En aquel tiempo, dijo Jesús a los judíos: Yo soy el pan vivo que ha bajado del cielo: el que coma de este pan vivirá para siempre. Y el pan que yo daré es mi carne, para la vida del mundo. Disputaban entonces los judíos entre sí: ¿Cómo puede éste darnos a comer su carne? Entonces Jesús les dijo: Os aseguro que si no coméis la carne del Hijo del Hombre y no bebéis su sangre, no tenéis vida en vosotros. El que come mi carne y bebe mi sangre tiene vida eterna, y yo lo resucitaré en el último día. Mi carne es verdadera comida y mi sangre es verdadera bebida. El que come mi carne y bebe mi sangre habita en mí y yo en él. El Padre que vive me ha enviado y yo vivo por el Padre; del mismo modo, el que come vivirá por mí. Éste es el pan que ha bajado del cielo: no como el de vuestros padres, que lo comieron y murieron: el que coma este pan vivirá para siempre.

Oración introductoria

Hoy que celebramos la fiesta del cuerpo y la sangre de Cristo, quiero pedirte, Señor, que ilumines mi oración para saber corresponder a la inmensidad de tu amor. Te entrego, sin reservas, mi vida. Cuéntame entre ésos que quieren serte fieles, entre los que suplican tu Pan Eucarístico para transformarse en un auténtico discípulo y misionero de tu Reino.

Petición

Señor, aumenta mi fe para saber contemplarte y alabarte en la Eucaristía.

Meditación del Papa Francisco

La naturaleza sacramental de la fe alcanza su máxima expresión en la eucaristía, que es el precioso alimento para la fe, el encuentro con Cristo presente realmente con el acto supremo de amor, el don de sí mismo, que genera vida. En la eucaristía confluyen los dos ejes por los que discurre el camino de la fe. Por una parte, el eje de la historia: la eucaristía es un acto de memoria, actualización del misterio, en el cual el pasado, como acontecimiento de muerte y resurrección, muestra su capacidad de abrir al futuro, de anticipar la plenitud final. La liturgia nos lo recuerda con su hodie, el “hoy” de los misterios de la salvación. Por otra parte, confluye en ella también el eje que lleva del mundo visible al invisible. En la eucaristía aprendemos a ver la profundidad de la realidad. El pan y el vino se transforman en el Cuerpo y Sangre de Cristo, que se hace presente en su camino pascual hacia el Padre: este movimiento nos introduce, en cuerpo y alma, en el movimiento de toda la creación hacia su plenitud en Dios» (S.S. Francisco, encíclica Lumen fidei, n. 44).

Reflexión

Hoy celebramos la solemnidad del Corpus Christi. Antiguamente -y todavía hoy en muchos países católicos- se celebra esta fiesta con una procesión solemne, en la que se lleva expuesto al Santísimo Sacramento por las principales calles de la ciudad, acompañado con flores, cirios, oraciones, himnos y cánticos de los fieles. Sin duda todos hemos participado o presenciado alguna procesión del Corpus. Pero no estoy tan seguro de que todos conozcamos el origen y el significado de esta celebración.

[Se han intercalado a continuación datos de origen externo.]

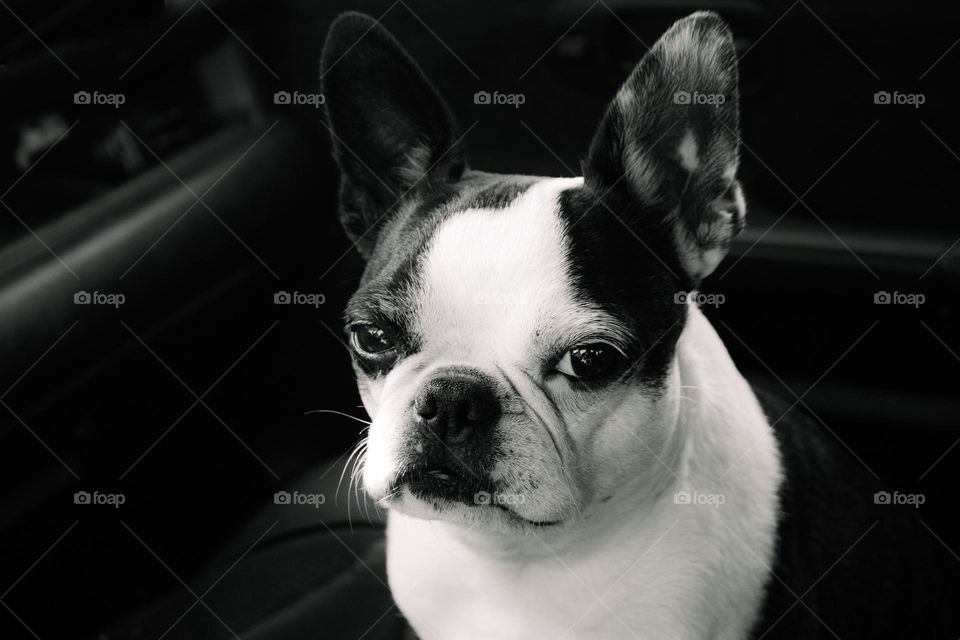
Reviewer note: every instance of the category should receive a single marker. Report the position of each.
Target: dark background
(190, 398)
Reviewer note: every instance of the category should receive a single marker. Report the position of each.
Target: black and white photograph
(413, 320)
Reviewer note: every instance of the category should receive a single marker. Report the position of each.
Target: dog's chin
(472, 503)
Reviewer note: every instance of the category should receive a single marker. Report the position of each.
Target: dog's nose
(455, 406)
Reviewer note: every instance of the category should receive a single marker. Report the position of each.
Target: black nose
(454, 406)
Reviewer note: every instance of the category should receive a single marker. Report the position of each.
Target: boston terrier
(563, 444)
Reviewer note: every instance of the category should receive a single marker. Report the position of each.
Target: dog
(563, 443)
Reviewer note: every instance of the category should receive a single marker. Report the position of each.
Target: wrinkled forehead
(493, 279)
(488, 274)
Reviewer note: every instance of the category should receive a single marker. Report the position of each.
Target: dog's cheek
(530, 475)
(369, 395)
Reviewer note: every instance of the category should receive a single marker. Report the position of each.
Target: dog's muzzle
(456, 407)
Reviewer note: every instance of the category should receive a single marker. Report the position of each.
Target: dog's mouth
(444, 483)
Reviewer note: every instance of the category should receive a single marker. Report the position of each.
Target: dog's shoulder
(842, 555)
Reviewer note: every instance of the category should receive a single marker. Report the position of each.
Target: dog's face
(514, 337)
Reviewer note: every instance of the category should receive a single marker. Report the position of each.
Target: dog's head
(514, 337)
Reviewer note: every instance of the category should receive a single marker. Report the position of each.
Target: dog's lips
(460, 486)
(444, 482)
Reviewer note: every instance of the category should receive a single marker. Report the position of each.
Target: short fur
(654, 503)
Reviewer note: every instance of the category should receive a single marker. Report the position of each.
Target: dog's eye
(370, 339)
(589, 361)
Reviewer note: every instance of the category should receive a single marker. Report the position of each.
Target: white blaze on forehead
(493, 279)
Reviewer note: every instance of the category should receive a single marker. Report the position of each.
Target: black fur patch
(626, 271)
(896, 582)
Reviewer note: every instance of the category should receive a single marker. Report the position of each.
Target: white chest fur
(671, 568)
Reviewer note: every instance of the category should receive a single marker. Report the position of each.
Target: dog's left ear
(391, 129)
(670, 139)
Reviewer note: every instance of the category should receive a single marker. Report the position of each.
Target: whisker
(339, 413)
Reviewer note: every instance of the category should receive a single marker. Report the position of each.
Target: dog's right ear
(391, 130)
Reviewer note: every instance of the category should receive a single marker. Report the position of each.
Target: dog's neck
(640, 549)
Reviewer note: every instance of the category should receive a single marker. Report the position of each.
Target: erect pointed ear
(391, 130)
(670, 138)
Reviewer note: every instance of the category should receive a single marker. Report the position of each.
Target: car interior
(170, 162)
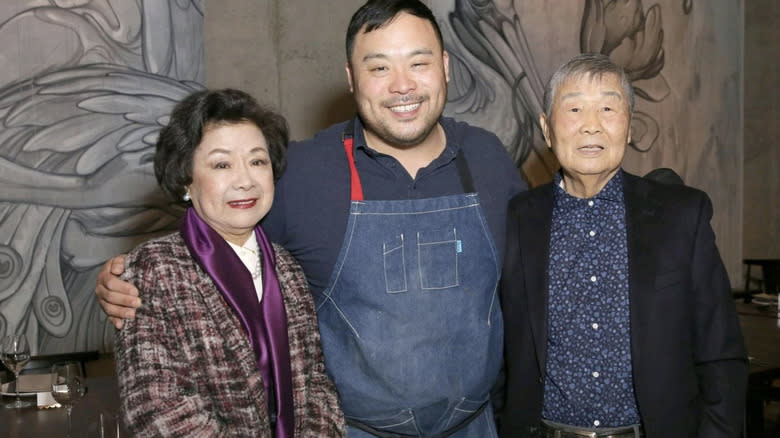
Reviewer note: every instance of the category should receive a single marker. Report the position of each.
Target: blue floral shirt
(588, 381)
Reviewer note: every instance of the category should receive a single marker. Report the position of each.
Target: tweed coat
(688, 357)
(185, 364)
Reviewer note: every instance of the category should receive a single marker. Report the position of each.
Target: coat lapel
(535, 250)
(641, 215)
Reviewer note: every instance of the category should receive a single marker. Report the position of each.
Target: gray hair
(594, 65)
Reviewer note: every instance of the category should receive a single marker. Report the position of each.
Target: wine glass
(67, 386)
(15, 355)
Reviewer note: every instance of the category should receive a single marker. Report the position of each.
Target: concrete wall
(290, 54)
(287, 53)
(762, 130)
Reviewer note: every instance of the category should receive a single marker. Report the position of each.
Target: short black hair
(178, 140)
(377, 13)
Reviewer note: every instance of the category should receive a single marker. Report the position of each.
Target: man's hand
(118, 298)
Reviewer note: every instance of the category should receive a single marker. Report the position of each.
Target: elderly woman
(226, 343)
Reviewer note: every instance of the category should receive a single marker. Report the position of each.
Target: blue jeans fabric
(410, 322)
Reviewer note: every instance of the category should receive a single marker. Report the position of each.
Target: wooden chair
(42, 364)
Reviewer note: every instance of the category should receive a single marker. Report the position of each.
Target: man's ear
(446, 62)
(545, 129)
(349, 77)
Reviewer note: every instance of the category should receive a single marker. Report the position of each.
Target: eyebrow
(413, 53)
(228, 151)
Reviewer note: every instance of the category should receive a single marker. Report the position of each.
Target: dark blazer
(688, 355)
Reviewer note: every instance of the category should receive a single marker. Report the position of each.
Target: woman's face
(232, 179)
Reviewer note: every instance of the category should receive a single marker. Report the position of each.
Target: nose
(591, 123)
(242, 177)
(403, 82)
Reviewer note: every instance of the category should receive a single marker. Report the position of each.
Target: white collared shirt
(249, 253)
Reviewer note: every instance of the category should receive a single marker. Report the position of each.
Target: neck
(412, 157)
(585, 186)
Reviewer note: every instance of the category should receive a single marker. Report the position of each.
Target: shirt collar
(612, 191)
(250, 246)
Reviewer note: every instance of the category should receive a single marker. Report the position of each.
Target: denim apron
(410, 321)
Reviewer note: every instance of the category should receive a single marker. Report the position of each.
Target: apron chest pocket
(437, 252)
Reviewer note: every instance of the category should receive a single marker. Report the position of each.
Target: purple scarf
(265, 322)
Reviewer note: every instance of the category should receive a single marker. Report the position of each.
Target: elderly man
(619, 319)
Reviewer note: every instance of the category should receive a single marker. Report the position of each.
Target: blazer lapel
(535, 250)
(641, 215)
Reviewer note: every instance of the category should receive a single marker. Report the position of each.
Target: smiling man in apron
(401, 253)
(398, 219)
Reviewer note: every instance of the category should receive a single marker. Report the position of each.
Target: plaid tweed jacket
(186, 367)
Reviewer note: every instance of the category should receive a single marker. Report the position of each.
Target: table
(761, 330)
(102, 397)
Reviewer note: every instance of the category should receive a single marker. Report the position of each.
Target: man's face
(398, 74)
(589, 126)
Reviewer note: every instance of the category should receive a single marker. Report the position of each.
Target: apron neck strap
(356, 189)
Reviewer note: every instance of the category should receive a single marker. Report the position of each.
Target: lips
(405, 108)
(243, 203)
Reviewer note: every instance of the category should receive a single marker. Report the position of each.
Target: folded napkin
(30, 383)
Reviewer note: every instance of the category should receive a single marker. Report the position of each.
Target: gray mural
(84, 89)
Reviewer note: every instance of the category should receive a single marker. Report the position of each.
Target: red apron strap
(356, 190)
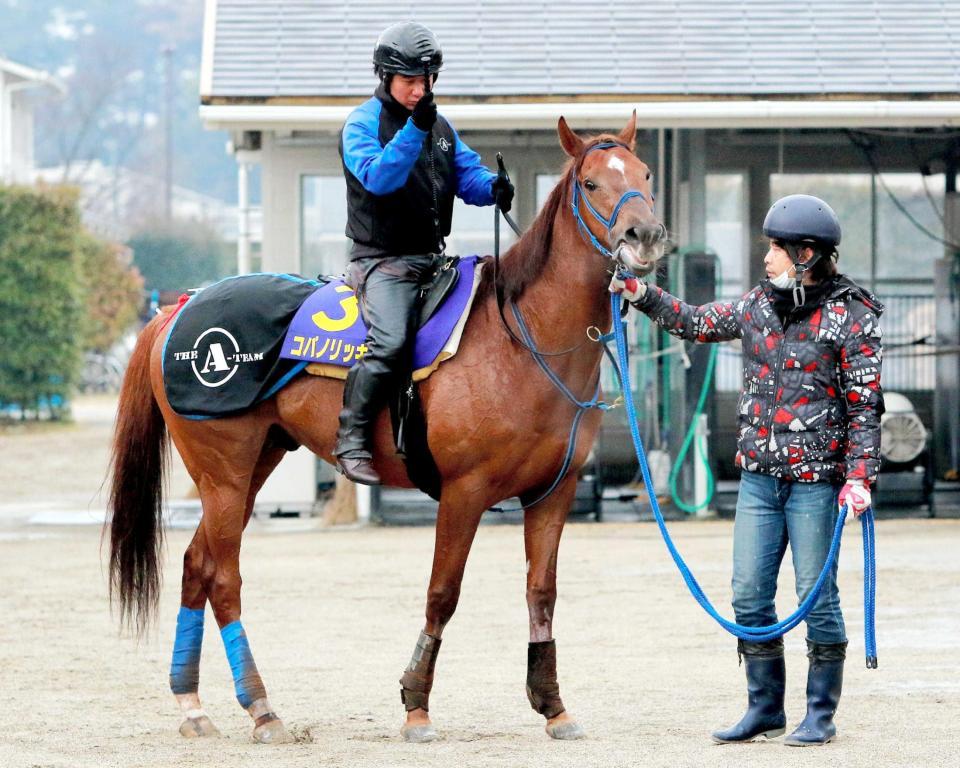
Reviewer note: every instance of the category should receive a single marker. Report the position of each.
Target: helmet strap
(799, 293)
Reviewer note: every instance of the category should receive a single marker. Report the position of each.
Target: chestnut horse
(497, 428)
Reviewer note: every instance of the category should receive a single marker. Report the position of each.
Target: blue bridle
(578, 193)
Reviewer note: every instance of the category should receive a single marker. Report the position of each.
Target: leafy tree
(41, 312)
(113, 292)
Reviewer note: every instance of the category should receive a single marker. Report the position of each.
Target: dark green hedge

Se celebraba en día jueves, dado que esta fiesta nació como una prolongación del Jueves Santo, y cuyo fin era tributar un culto público y solemne de adoración, de veneración, de amor y gratitud a Jesús Eucaristía por el regalo maravilloso que nos dio aquel día de la Ultima Cena, cuando quiso quedarse con nosotros para siempre en el sacramento del altar.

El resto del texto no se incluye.